Nontoxic Exotic Species/Organic Compound Waterway Contamination ControlEPA Contract Number: 68D02052
Title: Nontoxic Exotic Species/Organic Compound Waterway Contamination Control
Investigators: James, Patrick I.
Small Business: Eltron Research & Development Inc.
EPA Contact: Manager, SBIR Program
Project Period: June 1, 2002 through June 1, 2004
Project Amount: $224,993
RFA: Small Business Innovation Research (SBIR) - Phase II (2002) Recipients Lists
Research Category: Water and Watersheds , SBIR - Water and Wastewater , Small Business Innovation Research (SBIR)

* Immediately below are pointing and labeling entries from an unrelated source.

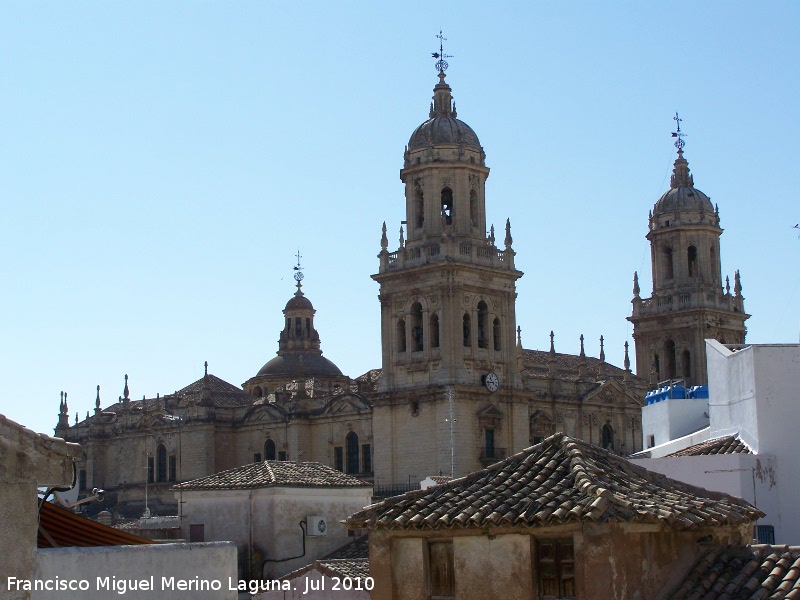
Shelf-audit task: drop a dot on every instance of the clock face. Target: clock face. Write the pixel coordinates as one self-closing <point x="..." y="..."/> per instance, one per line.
<point x="492" y="382"/>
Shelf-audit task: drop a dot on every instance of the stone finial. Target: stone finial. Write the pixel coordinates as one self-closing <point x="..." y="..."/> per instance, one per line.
<point x="681" y="177"/>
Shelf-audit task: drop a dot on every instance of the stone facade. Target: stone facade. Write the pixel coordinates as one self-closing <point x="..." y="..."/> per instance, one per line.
<point x="456" y="391"/>
<point x="688" y="304"/>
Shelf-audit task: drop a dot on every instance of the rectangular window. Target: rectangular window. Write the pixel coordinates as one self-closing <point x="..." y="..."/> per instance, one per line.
<point x="765" y="534"/>
<point x="197" y="533"/>
<point x="338" y="458"/>
<point x="556" y="568"/>
<point x="366" y="458"/>
<point x="441" y="569"/>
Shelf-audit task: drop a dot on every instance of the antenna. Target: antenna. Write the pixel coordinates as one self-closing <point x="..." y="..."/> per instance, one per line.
<point x="679" y="144"/>
<point x="441" y="63"/>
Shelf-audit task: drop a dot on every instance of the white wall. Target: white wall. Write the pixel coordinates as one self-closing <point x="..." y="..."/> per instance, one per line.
<point x="753" y="478"/>
<point x="268" y="520"/>
<point x="214" y="562"/>
<point x="673" y="418"/>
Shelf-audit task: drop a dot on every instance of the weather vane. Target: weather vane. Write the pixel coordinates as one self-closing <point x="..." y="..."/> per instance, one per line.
<point x="298" y="271"/>
<point x="441" y="64"/>
<point x="679" y="144"/>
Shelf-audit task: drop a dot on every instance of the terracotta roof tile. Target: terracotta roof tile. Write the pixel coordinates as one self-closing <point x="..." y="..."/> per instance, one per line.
<point x="59" y="527"/>
<point x="274" y="473"/>
<point x="560" y="480"/>
<point x="730" y="444"/>
<point x="744" y="572"/>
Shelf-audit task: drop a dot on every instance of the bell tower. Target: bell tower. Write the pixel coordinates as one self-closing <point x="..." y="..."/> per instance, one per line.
<point x="448" y="292"/>
<point x="688" y="303"/>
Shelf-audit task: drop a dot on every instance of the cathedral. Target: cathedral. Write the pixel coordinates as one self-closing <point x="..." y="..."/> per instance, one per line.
<point x="455" y="390"/>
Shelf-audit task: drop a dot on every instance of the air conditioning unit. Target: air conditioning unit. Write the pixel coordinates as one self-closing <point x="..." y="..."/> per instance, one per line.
<point x="316" y="526"/>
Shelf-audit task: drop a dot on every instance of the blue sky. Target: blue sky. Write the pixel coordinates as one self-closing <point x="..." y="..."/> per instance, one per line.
<point x="161" y="164"/>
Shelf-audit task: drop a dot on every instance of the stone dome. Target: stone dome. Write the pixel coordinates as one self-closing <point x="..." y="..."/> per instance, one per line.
<point x="683" y="198"/>
<point x="442" y="126"/>
<point x="443" y="130"/>
<point x="300" y="365"/>
<point x="298" y="302"/>
<point x="682" y="195"/>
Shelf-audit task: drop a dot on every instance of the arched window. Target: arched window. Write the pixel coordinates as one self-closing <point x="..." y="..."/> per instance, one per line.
<point x="161" y="463"/>
<point x="669" y="350"/>
<point x="691" y="256"/>
<point x="473" y="207"/>
<point x="269" y="450"/>
<point x="434" y="330"/>
<point x="668" y="270"/>
<point x="608" y="437"/>
<point x="351" y="443"/>
<point x="712" y="259"/>
<point x="401" y="335"/>
<point x="686" y="364"/>
<point x="483" y="330"/>
<point x="416" y="326"/>
<point x="447" y="205"/>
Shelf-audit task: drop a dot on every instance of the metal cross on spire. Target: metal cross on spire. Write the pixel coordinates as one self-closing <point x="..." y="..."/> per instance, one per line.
<point x="298" y="270"/>
<point x="679" y="144"/>
<point x="441" y="63"/>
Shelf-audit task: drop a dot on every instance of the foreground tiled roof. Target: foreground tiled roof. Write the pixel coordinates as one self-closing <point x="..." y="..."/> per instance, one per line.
<point x="751" y="572"/>
<point x="59" y="528"/>
<point x="725" y="445"/>
<point x="274" y="473"/>
<point x="561" y="480"/>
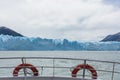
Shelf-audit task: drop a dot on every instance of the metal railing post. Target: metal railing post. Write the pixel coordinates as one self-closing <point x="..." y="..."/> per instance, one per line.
<point x="53" y="67"/>
<point x="113" y="71"/>
<point x="84" y="69"/>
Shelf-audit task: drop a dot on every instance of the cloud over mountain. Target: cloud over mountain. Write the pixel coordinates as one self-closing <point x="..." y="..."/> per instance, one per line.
<point x="72" y="19"/>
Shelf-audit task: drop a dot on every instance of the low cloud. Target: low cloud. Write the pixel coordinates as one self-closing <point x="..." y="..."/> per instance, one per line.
<point x="72" y="19"/>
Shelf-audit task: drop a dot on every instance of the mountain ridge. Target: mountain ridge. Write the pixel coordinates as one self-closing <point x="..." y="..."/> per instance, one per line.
<point x="114" y="37"/>
<point x="6" y="31"/>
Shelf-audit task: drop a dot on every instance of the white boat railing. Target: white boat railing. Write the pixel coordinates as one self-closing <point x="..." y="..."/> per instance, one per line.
<point x="59" y="67"/>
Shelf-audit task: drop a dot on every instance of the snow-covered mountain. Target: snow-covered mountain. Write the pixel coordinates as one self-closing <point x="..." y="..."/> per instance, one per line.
<point x="6" y="31"/>
<point x="114" y="37"/>
<point x="8" y="42"/>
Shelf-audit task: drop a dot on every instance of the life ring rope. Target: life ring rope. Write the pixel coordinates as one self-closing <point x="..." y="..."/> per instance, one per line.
<point x="29" y="66"/>
<point x="82" y="66"/>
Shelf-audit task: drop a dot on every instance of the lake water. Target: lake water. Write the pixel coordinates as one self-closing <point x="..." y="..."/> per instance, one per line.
<point x="95" y="55"/>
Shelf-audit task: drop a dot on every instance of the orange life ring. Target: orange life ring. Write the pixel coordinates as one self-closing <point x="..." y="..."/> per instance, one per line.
<point x="30" y="66"/>
<point x="81" y="66"/>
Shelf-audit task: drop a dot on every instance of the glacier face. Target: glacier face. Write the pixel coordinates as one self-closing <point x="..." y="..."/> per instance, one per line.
<point x="24" y="43"/>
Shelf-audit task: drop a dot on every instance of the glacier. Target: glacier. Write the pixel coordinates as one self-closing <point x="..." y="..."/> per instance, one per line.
<point x="10" y="43"/>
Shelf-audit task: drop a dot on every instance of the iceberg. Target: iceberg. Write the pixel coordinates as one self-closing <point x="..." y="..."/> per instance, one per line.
<point x="8" y="42"/>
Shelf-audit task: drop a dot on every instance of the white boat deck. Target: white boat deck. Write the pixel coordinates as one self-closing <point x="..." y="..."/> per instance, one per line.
<point x="50" y="68"/>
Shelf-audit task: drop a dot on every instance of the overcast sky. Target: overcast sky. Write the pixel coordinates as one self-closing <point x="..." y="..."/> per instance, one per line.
<point x="85" y="20"/>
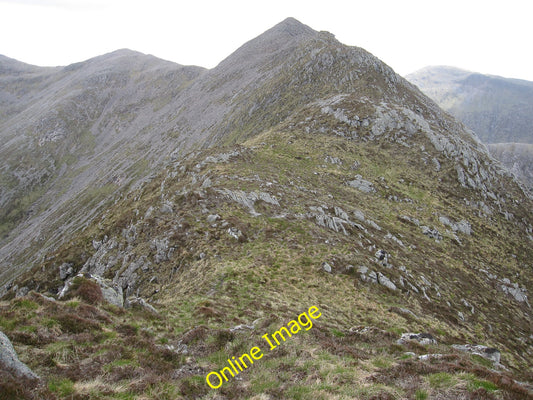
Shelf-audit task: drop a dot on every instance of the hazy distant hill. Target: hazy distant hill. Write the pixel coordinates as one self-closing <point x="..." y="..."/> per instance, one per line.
<point x="499" y="110"/>
<point x="163" y="219"/>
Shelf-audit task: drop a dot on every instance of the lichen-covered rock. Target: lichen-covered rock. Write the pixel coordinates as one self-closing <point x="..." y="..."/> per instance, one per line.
<point x="141" y="303"/>
<point x="421" y="338"/>
<point x="490" y="353"/>
<point x="326" y="267"/>
<point x="363" y="185"/>
<point x="10" y="361"/>
<point x="384" y="281"/>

Description:Ballast water discharge may contaminate receiving waters, creating an extremely pervasive problem in which control/mitigation after introduction is very expensive. Thus, prevention is paramount. This project will develop an automated, modular, pilot-scale add-on ballast treatment system based on the electrocatalytic onsite H2O2 solution generation technology demonstrated in Phase I. Phase II efforts will further refine the technology and its implementation, develop a prototype system capable of treating volumes sufficient for field testing, and further explore the effectiveness/applicability of the chemistry generated. This technology seeks to effectively and practically address the waterway biological/chemical contamination problem via vessel retrofitting while restricting cost, labor, and recordkeeping requirements as prescribed by the National Invasive Species Act of 1996.
Eltron Research Inc.'s technology utilizes a novel electrolytic cell to produce environmentally gentle, noncorrosive sterilization/purification H2O2-containing solutions onsite with minimal consumable use. This advantageous technology produces the chemicals on demand at safe concentrations, thus avoiding major transportation and storage costs and considerations, and it readily allows automation. The technology: (1) employs modular hardware, allowing adaptation to specific contamination conditions and vessel sizes as well as simple and compact equipment; (2) requires less energy than ozone generation; and (3) is not overly affected by the system's turbidity or geometry. The chemistry produced is versatile and compatible (synergistically) with other candidate physical technologies, such as ultraviolet (UV) and ultrasonic irradiation or filtration. Additionally, it should be applicable to the treatment of other systems experiencing contamination, biofouling, and possibly scaling problems.
Phase I results clearly indicate that the targeted electrolytic technology works effectively and under the conditions expected for ballast water treatment. A preferred cell design that improves the technology's practicality while employing low-cost construction materials was conceived, established, and demonstrated to be effective. The central aspects of the prototype pilot-scale breadboard stack design were identified and selected. Comparison of this competitive and viable alternative target technology with high- efficiency UV systems indicates similar power consumption, while costing only about one-half as much.
The target technology will be useful to small-scale users of H2O2 and provides a low-cost (capital and operation and maintenance), safe (no harsh chemical storage, environmentally gentle), and versatile (biologic and organic contaminants, non-point-of-contact treatment, distributed treatment systems) alternative to other water disinfection/treatment technologies. The technology is expected to find general application for the noncorrosive, nonhazardous inhibition of biofouling in applications such as cooling towers, heat exchanger recirculation loops, and filtration systems.